Santos Port has always been known as Brazil’s gateway to the world. Now, it’s also a window into what went wrong in Latin America’s biggest economy.

Exports from Santos have tumbled as demand from China sags. Companies betting on a boon as massive offshore oil finds were developed are now scaling back after Petroleo Brasileiro SA said it will cut investments by a third. And real-estate prices are falling as entire buildings stand vacant.

Nowhere, perhaps, are Brazil’s unfulfilled promises as an almost superpower more apparent than Santos, Latin America’s busiest port. About an hour outside of Sao Paulo, Santos benefited from the dual boon of the commodities supercycle and the government spending spree it afforded. Now, it’s feeling the double blow of a corruption scandal at Petrobras and Brazil’s worst recession in a quarter century.

“There’s a feeling that Santos, just like Brazil, has missed its opportunity and the golden years have passed us by,” said Karla Simionato, coordinator of economic science at the Catholic University of Santos.

Only one of the three towers that Petrobras planned to build for a new 25,000-square-meter office complex in Santos was completed, and the other two are on hold. Local businesses that flocked to the industrial neighborhood, driving up property prices in anticipation of an influx of 6,000 workers, are now closing or never opened at all.

Buyers’ Remorse

“Lots of owners bought land for restaurants and regret it,” said Paulo Latrova, head of the shop-owners association in Santos. “Wherever Petrobras set foot, they brought progress and investment. That’s not happening here.”

Petrobras didn’t respond to requests for comment, and the Santos mayor’s office declined to comment.

Back when China’s appetite for commodities seemed endless and Petrobras was the darling of global investors, companies from Eni SpA’s Saipem unit to Iesa Oleo & Gas SA announced plans to set up operations in or near Santos. Sitting at the crossroads between Brazil’s biggest-ever oil discoveries in an offshore area known as the pre-salt and the nation’s agricultural heartland, Santos’s exports almost doubled in six years, peaking at $5.93 billion in 2012, according to Brazil’s Trade Ministry.

How times have changed. Revenue from shipments are down 20 percent during the first six months of 2015 after falling 25 percent last year, the data show. Unemployment in Santos rose to 12.2 percent in May, up more than 2 percentage points from four years earlier, according to Santa Cecilia University. And falling demand for large office spaces has driven down prices 3 percent from December, said Robert Zarif, an economic consultant who tracks the local market.
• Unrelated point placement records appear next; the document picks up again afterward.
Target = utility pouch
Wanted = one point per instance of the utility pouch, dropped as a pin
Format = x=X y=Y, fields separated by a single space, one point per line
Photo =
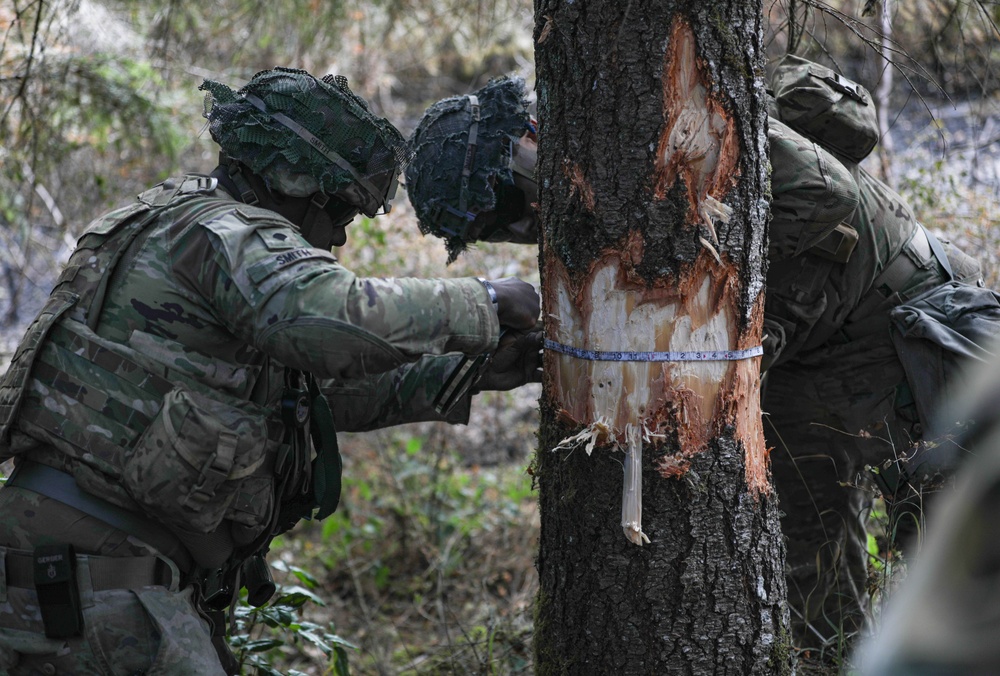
x=838 y=245
x=190 y=464
x=58 y=593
Analysts in a central bank survey published Monday forecast Brazil’s economy to shrink 1.76 percent this year. Standard & Poor’s on Tuesday said it may cut the nation’s credit rating to junk.

Neymar, Pele

“We can blame Santos’s situation on two factors: the effects of Petrobras reducing its investments and the economic recession,” said Carlos Eduardo Lima, president of public works at Brazil’s construction industry confederation. “It’s a perfect photograph of Brazil’s slowdown.”

Better known as the town where soccer star Neymar Junior got his start and where sports legend Pele spent the bulk of his career, Santos is one of Brazil’s oldest cities. Founded in 1546, the city center is lined with cobble-stone streets and colonial-era buildings.
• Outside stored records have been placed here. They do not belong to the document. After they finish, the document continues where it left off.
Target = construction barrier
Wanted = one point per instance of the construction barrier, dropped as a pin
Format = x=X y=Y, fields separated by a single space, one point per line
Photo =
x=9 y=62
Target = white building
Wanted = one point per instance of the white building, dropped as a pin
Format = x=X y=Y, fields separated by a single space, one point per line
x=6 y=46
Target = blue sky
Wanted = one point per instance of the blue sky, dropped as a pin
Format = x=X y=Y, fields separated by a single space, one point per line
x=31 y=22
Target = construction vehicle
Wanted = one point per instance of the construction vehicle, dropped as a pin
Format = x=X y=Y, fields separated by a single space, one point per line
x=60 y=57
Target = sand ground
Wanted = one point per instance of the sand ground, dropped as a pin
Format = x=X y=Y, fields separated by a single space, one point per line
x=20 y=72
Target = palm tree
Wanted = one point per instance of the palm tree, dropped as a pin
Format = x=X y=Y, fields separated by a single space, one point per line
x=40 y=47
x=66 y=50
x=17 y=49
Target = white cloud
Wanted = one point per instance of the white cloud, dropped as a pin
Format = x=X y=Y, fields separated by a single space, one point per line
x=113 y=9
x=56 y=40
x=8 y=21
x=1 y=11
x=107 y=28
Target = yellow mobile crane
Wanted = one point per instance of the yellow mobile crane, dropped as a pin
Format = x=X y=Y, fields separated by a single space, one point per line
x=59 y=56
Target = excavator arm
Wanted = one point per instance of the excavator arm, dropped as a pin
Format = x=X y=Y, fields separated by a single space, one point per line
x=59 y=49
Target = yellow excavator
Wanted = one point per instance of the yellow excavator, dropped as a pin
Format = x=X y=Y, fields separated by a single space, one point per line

Three blocks from the Petrobras tower sits another office project, this one finished but mostly unoccupied. When Cyrela Brazil Realty SA broke ground on the project in 2010, it declared Santos “the center of excellent opportunities.”

‘Even Worse’

Neymar’s old team, Santos FC, was a major selling point back then. At the time, Santos FC was on its way to becoming the South American club champion a year later. Now, it’s on the verge of dropping out of the Brazilian National League’s top division.

Today, only three of the 212 offices in the building have been rented. Cyrela said in an e-mail response to questions that it sold all the units and renting is the responsibility of the owners.

“When we bought office space we had the allure of Petrobras and pre-salt,” said Edson Delgado Boschilia, administrator at real-estate company Infinity Holding. “Since April, nobody is looking to rent an office from us. And if you don’t have interested renters, the chances of selling are even worse.”